We checked into a hotel that seemed to be independent of the government, a sloppy warren of rooms in an apartment block. Stu had started to feel better almost as soon as we left Tashkurgan, and after a nap, at nightfall we went out to the nearest square, which had filled up with food vendors, and ate our way from stall to stall: sizzling kebabs, spicy noodles, and bread rolls the size, shape, and consistency of bagels. The faces looked Eurasian; the people were Uighur. The men wore embroidered skull caps. The women were present, pushing bicycles along and exposing their ankles and faces. They had fused fashion in the most jarring possible way. A typical outfit included trousers in a traditional multicolored
ikat
cloth, a black lace dress, a drab blue blazer, and a red chiffon scarf. Calf-length sequined skirts were popular, as were brown polyester head scarves.

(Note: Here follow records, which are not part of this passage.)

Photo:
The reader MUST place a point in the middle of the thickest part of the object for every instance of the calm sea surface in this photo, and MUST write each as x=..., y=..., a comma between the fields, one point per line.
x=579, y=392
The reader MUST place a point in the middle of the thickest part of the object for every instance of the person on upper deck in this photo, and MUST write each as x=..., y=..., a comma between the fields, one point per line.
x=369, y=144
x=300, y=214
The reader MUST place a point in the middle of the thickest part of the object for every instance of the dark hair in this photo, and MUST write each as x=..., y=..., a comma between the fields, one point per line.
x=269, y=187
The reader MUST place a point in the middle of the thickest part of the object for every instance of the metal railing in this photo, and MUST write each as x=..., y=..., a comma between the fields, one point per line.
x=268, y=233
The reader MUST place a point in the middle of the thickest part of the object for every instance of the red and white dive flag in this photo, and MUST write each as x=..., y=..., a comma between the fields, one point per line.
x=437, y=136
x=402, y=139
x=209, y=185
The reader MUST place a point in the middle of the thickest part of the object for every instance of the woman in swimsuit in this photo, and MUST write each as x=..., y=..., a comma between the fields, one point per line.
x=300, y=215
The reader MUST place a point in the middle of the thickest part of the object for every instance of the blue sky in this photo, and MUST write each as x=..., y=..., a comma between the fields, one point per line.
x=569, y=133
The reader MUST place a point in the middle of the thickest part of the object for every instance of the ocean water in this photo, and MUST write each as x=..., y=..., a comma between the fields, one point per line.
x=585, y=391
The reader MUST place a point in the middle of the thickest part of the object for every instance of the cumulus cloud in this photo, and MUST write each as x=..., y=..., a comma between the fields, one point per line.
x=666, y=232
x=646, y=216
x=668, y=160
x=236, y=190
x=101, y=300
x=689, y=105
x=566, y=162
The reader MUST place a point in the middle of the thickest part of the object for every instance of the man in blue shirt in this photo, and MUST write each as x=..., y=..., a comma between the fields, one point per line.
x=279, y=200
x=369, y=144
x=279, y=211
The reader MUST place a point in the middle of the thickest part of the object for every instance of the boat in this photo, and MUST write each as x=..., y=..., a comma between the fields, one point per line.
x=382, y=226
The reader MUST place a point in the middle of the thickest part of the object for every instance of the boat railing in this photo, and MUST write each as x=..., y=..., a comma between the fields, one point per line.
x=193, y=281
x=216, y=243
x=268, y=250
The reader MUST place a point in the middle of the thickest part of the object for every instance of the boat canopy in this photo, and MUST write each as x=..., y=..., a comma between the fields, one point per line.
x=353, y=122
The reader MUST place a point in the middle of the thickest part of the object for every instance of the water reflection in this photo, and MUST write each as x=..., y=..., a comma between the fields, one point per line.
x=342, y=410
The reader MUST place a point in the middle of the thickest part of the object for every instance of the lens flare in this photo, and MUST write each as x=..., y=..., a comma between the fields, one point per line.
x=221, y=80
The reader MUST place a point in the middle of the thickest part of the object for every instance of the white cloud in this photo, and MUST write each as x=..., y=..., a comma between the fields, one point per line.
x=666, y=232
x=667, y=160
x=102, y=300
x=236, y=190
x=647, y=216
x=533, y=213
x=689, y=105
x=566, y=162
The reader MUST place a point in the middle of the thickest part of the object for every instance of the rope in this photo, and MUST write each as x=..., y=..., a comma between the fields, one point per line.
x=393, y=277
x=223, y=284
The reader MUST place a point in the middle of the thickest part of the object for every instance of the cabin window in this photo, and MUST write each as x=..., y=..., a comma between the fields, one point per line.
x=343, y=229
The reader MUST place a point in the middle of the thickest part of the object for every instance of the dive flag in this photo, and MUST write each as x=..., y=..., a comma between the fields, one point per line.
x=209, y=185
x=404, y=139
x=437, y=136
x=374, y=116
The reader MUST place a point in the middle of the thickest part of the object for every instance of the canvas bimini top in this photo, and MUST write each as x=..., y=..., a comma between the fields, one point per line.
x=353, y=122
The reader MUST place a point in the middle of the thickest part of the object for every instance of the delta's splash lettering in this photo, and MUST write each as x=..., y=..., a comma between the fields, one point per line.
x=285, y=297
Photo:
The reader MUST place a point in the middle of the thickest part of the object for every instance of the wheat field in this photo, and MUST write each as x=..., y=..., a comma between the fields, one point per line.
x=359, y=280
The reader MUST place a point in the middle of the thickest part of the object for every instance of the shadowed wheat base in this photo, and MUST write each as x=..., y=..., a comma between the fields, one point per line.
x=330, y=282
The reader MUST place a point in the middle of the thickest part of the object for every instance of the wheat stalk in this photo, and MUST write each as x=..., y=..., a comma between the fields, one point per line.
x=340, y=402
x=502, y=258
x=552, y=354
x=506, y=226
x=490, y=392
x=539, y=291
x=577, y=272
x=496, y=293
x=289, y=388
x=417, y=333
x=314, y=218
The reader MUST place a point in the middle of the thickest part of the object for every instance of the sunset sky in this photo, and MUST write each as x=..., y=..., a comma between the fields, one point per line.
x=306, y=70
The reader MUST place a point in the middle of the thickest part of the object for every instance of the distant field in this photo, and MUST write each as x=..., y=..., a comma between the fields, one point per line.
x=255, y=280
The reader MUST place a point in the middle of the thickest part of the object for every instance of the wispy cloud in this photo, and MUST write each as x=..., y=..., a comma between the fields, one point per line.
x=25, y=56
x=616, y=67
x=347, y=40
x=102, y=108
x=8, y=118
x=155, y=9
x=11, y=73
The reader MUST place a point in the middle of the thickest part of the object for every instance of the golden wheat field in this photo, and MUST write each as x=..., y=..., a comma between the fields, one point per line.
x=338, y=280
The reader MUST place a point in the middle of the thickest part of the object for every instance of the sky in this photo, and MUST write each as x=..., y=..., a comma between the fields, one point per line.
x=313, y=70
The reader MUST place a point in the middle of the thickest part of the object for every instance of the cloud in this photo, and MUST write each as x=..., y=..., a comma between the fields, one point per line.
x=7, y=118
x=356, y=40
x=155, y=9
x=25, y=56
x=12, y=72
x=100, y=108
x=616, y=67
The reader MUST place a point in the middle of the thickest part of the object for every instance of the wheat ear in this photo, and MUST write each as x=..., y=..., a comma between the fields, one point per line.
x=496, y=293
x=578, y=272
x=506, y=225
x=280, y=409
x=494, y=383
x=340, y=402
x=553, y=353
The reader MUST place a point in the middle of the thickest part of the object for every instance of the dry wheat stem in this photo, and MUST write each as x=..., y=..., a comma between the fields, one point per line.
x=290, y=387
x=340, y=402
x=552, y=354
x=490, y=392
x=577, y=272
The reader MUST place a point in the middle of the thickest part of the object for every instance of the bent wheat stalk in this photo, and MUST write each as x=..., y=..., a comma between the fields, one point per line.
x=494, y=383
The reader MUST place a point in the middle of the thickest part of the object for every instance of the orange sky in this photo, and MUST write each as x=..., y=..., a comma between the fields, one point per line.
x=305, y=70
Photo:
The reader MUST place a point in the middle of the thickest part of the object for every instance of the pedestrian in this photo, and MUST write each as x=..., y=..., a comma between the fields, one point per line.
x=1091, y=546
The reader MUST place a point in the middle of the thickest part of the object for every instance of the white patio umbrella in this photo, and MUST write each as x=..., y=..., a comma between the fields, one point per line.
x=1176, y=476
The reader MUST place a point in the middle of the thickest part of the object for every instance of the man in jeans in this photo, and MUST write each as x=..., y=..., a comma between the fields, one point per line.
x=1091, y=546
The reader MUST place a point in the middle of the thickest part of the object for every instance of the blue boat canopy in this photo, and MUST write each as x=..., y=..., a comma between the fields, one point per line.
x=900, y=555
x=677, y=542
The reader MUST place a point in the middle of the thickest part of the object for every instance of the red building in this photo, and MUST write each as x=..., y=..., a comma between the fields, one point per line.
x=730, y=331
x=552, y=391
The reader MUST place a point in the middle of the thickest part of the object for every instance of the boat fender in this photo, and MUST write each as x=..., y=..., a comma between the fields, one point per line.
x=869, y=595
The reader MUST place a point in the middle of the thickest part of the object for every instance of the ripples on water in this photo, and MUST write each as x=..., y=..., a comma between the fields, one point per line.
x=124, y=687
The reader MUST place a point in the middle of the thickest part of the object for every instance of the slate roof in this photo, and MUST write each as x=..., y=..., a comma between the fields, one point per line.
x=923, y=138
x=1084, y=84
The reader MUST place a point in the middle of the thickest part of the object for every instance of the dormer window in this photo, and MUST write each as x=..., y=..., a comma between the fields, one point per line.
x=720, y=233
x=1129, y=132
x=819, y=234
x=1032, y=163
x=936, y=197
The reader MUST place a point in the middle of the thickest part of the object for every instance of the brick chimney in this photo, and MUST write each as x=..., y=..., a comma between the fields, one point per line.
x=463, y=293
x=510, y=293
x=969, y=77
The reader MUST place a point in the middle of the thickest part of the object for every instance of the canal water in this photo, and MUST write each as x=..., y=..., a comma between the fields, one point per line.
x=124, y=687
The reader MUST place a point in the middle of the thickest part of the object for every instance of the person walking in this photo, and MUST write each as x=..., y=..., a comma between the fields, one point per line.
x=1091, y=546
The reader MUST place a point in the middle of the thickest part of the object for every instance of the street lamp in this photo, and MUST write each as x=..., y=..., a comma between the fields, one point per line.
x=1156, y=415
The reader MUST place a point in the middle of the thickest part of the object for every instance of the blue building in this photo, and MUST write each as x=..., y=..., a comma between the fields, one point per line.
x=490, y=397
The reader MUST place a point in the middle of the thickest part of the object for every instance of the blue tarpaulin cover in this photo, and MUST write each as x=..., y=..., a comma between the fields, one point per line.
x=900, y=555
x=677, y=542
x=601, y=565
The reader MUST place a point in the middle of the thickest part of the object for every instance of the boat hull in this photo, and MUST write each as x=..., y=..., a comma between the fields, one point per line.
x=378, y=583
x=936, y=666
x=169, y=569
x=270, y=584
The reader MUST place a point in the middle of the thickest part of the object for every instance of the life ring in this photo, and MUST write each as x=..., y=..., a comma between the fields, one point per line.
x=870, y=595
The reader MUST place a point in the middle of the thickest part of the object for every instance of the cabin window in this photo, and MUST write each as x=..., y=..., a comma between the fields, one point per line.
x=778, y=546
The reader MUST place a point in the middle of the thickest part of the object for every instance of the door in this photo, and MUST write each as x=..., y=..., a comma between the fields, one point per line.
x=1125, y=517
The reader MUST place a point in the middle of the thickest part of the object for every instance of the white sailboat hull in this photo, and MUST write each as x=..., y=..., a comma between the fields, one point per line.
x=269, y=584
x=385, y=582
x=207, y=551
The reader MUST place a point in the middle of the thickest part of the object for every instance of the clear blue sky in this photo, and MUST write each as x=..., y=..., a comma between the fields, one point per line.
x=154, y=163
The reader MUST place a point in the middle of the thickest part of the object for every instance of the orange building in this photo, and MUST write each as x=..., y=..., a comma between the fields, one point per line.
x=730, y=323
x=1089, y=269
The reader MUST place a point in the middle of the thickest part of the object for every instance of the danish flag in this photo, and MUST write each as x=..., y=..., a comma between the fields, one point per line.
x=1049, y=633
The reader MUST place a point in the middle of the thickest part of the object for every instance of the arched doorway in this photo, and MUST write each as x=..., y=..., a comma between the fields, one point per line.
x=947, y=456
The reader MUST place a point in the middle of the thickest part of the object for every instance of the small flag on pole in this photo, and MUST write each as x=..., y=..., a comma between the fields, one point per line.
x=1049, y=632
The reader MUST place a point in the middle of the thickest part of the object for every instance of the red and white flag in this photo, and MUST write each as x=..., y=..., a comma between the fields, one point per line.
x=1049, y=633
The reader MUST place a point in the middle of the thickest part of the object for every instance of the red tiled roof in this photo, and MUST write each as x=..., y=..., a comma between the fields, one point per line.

Here we met the China travelers: Swedes and Britons and Australians who had backpacked the length of the country, on trains and buses, and had the stories and scars to prove it: flights of rapture over the Terra Cotta Warriors, food one-upmanship that always ended with fried insects, public humiliations involving diarrhea and the language barrier, and always, when they learned that Stu and I were headed back south to Pakistan, the earnest insistence that we had to see the rest of the Middle Kingdom. How sweet it would be, I thought, to change plans like that on a whim, but we had plane tickets, and diminishing funds, and I had a nagging last few credits
at school. I didn't think of what my degree was
for
anymore. I'd eschewed diplomacy, but didn't know what to do next.
The young foreigners at the western end of China were the toughest of travelers, and they were proud but easygoing; the whiners had been weeded out a thousand miles back. They were thin after many months on rice, stubbled if male, and they knew which of the Chinese fire waters were drinkable and which to avoid. They had plans—travelers always had plans—to go on to Central Asia or up to Urumqi or eventually Mongolia. None were headed for Pakistan.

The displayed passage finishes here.